A insatisfação teria origem na decisão da Procuradoria-Geral da República de investigar Renan dentro da Operação Lava Jato e se agravou após Dilma desalojar seu aliado Vinicius Lages do Ministério do Turismo.

Marcada para 10h, a sabatina é realizada pela CCJ – Comissão de Constituição, Justiça e Cidadania do Senado. Se a indicação for aprovada, após votação secreta, o nome de Fachin ainda terá que ser submetido ao plenário da casa.

Mais seriedade

O professor de Direito da FGV-Rio Diego Werneck nota uma tendência de aumento da seriedade das sabatinas dos indicados nos últimos anos e, por isso, espera um interrogatório difícil hoje.

Ele lembra que a sessão que aprovou a indicação do ministro Luís Roberto Barroso, último a tomar posse, em 2013, durou sete horas e teve perguntas duras.

"Acho que aumentou muito a possibilidade de uma sabatina séria, e isso independe da probabilidade de rejeição, que é muito difícil de medir. Ficarei muito surpreso se essa não for a sabatina mais difícil, mais ativa da parte dos senadores nos últimos anos, talvez desde a redemocratização (1985)", afirma Werneck.

A indicação de Fachin - que preenche a vaga aberta pela saída por aposentadoria, há oito meses, de Joaquim Barbosa - provavelmente será a última da presidente.
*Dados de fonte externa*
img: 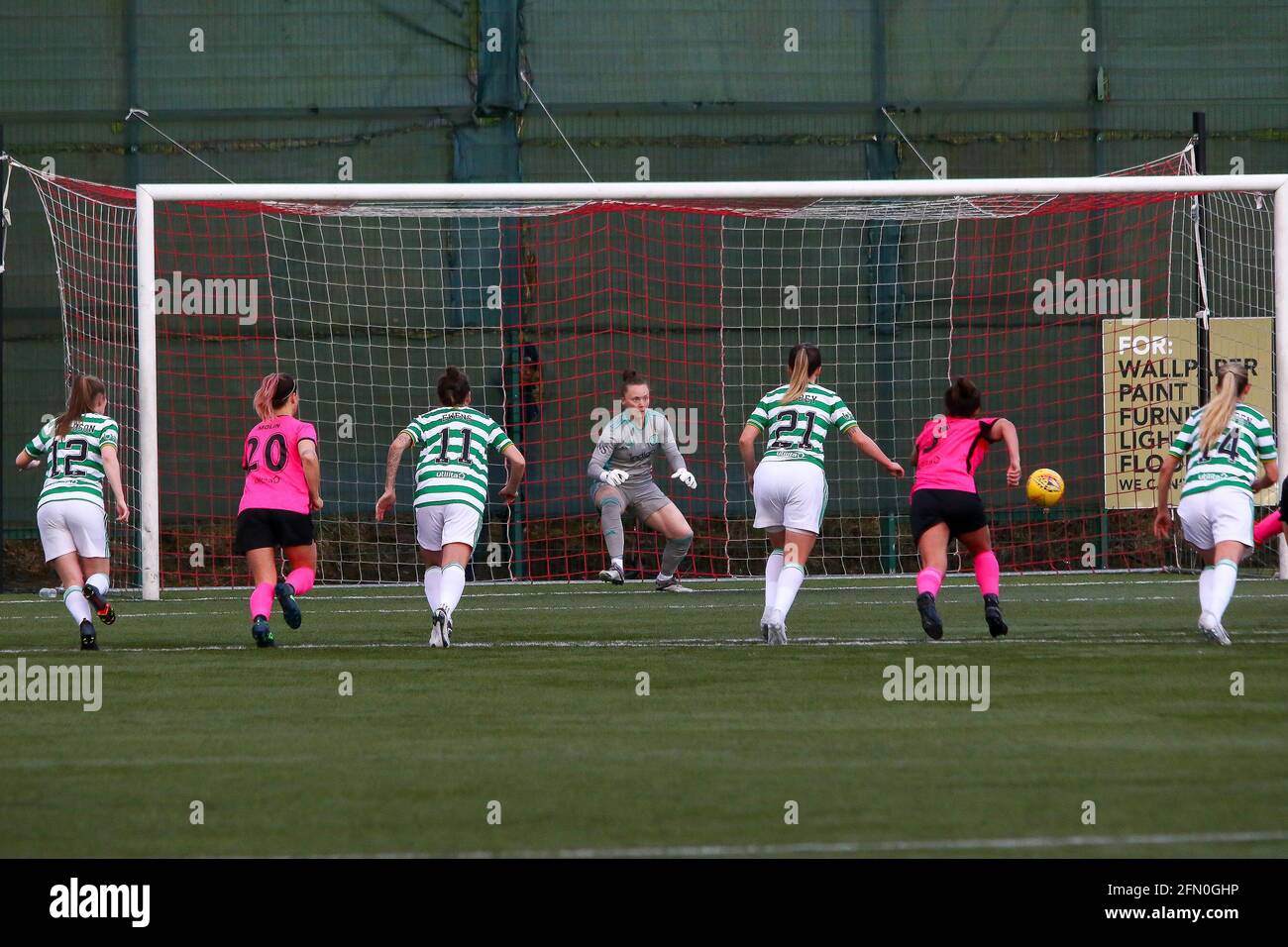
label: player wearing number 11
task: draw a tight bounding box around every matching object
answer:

Na semana passada, o Congresso aprovou uma emenda constitucional elevando o prazo de aposentadoria compulsória dos atuais ministros de 70 para 75 anos.

Com isso, Dilma só poderá fazer novas nomeações se ministros optarem voluntariamente por deixar a corte antes da idade limite, ou no caso de falecimento. A mudança - vista como uma ataque direto do presidente da Câmara, Eduardo Cunha, ao governo petista - desagradou a Associação de Magistrados Brasileiros (AMB) e recebeu críticas de diversos juristas.
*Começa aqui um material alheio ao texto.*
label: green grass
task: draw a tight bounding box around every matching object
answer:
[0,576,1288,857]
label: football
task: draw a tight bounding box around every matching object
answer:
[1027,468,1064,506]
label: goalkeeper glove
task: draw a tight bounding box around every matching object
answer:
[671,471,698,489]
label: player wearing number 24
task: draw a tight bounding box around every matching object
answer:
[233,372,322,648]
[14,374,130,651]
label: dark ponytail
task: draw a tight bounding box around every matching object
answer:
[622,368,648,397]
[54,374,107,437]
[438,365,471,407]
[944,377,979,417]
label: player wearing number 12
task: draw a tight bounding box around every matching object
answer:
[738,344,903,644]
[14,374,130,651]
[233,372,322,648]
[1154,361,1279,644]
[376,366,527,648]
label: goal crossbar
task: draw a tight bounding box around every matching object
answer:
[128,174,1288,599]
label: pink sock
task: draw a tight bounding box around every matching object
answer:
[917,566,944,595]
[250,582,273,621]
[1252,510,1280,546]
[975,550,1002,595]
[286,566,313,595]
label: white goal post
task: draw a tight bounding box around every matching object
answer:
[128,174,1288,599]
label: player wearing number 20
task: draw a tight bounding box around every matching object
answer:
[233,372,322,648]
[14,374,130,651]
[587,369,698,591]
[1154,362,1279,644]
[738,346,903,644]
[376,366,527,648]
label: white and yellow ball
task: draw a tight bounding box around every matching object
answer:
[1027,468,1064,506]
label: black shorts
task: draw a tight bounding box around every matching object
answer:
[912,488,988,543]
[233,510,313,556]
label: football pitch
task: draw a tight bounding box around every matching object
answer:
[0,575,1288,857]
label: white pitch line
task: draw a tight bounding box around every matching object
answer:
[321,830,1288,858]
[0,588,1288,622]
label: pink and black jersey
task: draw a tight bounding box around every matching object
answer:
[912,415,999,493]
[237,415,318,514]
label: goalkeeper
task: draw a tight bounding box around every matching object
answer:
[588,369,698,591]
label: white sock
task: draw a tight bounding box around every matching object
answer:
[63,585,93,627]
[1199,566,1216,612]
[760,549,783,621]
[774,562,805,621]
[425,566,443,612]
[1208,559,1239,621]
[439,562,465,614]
Como o novo limite deve valer também para tribunais regionais, terá o efeito de engessar a composição dessas cortes, reduzindo a renovação das jurisprudências, dizem os críticos.

Polêmicas

Alguns elementos da trajetória de Fachin devem gerar questionamentos duros da oposição e de senadores mais conservadores, como o apoio que ele manifestou à candidatura de Dilma Rousseff à presidência em 2010, sua proximidade com movimento sociais como o MST e declarações favoráveis ao casamento gay – que, aliás, já foi considerado constitucional pela maioria do STF.

Outro ponto que tem sido alvo de polêmica é o fato de Fachin ter atuado simultaneamente como advogado e procurador do Paraná. O indicado, hoje professor da universidade federal daquele Estado, divulgou vídeos no Facebook se defendendo das diversas acusações neste fim de semana.
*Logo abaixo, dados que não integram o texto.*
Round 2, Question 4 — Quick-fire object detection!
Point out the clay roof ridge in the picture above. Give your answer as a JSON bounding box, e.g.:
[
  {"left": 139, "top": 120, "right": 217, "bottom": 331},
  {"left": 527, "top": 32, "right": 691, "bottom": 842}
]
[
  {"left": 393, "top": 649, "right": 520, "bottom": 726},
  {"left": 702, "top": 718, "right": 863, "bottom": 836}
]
"Intervenções pontuais episódicas que fiz não definem 35 anos de uma trajetória pautada pelo diálogo, pela serenidade, para construção do consenso", disse o Fachin. Quanto à dupla atuação profissional, afirmou que tinha autorização da OAB para advogar, desde que não fosse contra o Estado.

Qualificação

Se por um lado a atual instabilidade política joga contra Fachin, por outro, sua reconhecida qualificação jurídica eleva a probabilidade de que seu nome seja aceito pela maioria dos senadores, nota o professor da FGV.

Sua indicação tem recebido elogios dentro da comunidade jurídica e acadêmica. A Associação dos Juízes Federais do Brasil (Ajufe) e os 63 reitores de universidades federais do país estão entre os grupos que emitiram notas de apoio ao candidato.

"Pelo menos nos EUA, os estudos mostram de forma muito clara que a qualificação do candidato e o apoio da comunidade jurídica afetam a capacidade do Senado de rejeitar mesmo um nome com que os senadores não concordem com seu mérito. Um nome qualificado sempre torna o trabalho de rejeitar mais difícil, mais custoso", nota Werneck.

Em toda a sua história, o Senado só recusou cinco indicações ao Supremo, todas no governo do Marechal Floriano Peixoto (1891 a 1894), segundo presidente do país.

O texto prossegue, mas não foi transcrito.